Türkiye gibi çok sayıda sınır komşusuna sahip olan bir ülke, güvenlik konusunda da bir o kadar tedbirli olmak zorundadır. Yakın târihimizde taraf olarak bulunduğumuz savaşlarda, coğrafyamızın bu özelliği önemli rol oynamaktadır. Diğer taraftan, Türkiye'nin sınır komşusu olduğu ülkelerin çoğunun, bağımsızlıklarını Türk Osmanlı Devleti'nden kazandıkları düşünülünce, coğrafyamızın hassasiyeti daha da artmaktadır.

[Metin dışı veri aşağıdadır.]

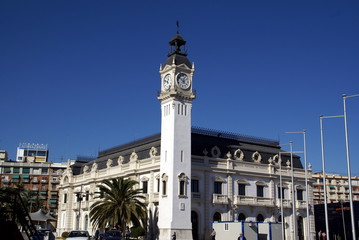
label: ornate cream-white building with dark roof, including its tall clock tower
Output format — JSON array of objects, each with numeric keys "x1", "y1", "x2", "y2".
[{"x1": 57, "y1": 34, "x2": 315, "y2": 240}]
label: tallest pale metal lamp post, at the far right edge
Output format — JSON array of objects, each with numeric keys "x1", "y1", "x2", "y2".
[{"x1": 342, "y1": 94, "x2": 359, "y2": 239}]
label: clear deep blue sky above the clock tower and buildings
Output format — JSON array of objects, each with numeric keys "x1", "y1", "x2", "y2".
[{"x1": 0, "y1": 0, "x2": 359, "y2": 175}]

Bunlardan Yunanistan, Bulgaristan, Ermenistan, Suriye ve Irak'ın çağdaş milliyetçiliklerinin başlangıcı; Türk Osmanlı Devleti düşmanlığı zemininde kurulmuştur. Bu ülkelerden, örneğin, Ermenistan; bu düşmanlığı, Osmanlı'nın ardılı Türkiye Cumhuriyeti'ne karşı hâlâ açık bir şekilde devam ettirmekte ve hattâ dış siyâsâsını bu esas üzerinden şekillendirmektedir. Sayılan diğer ülkeler de, milliyetçiliklerinin üzerine kurulduğu hâkim millet düşmanlığını, zaman zaman açığa çıkarmaktadırlar. Tüm bunlar, geç kazanılan milliyetçiliğin kaçınılmaz safhalarıdır.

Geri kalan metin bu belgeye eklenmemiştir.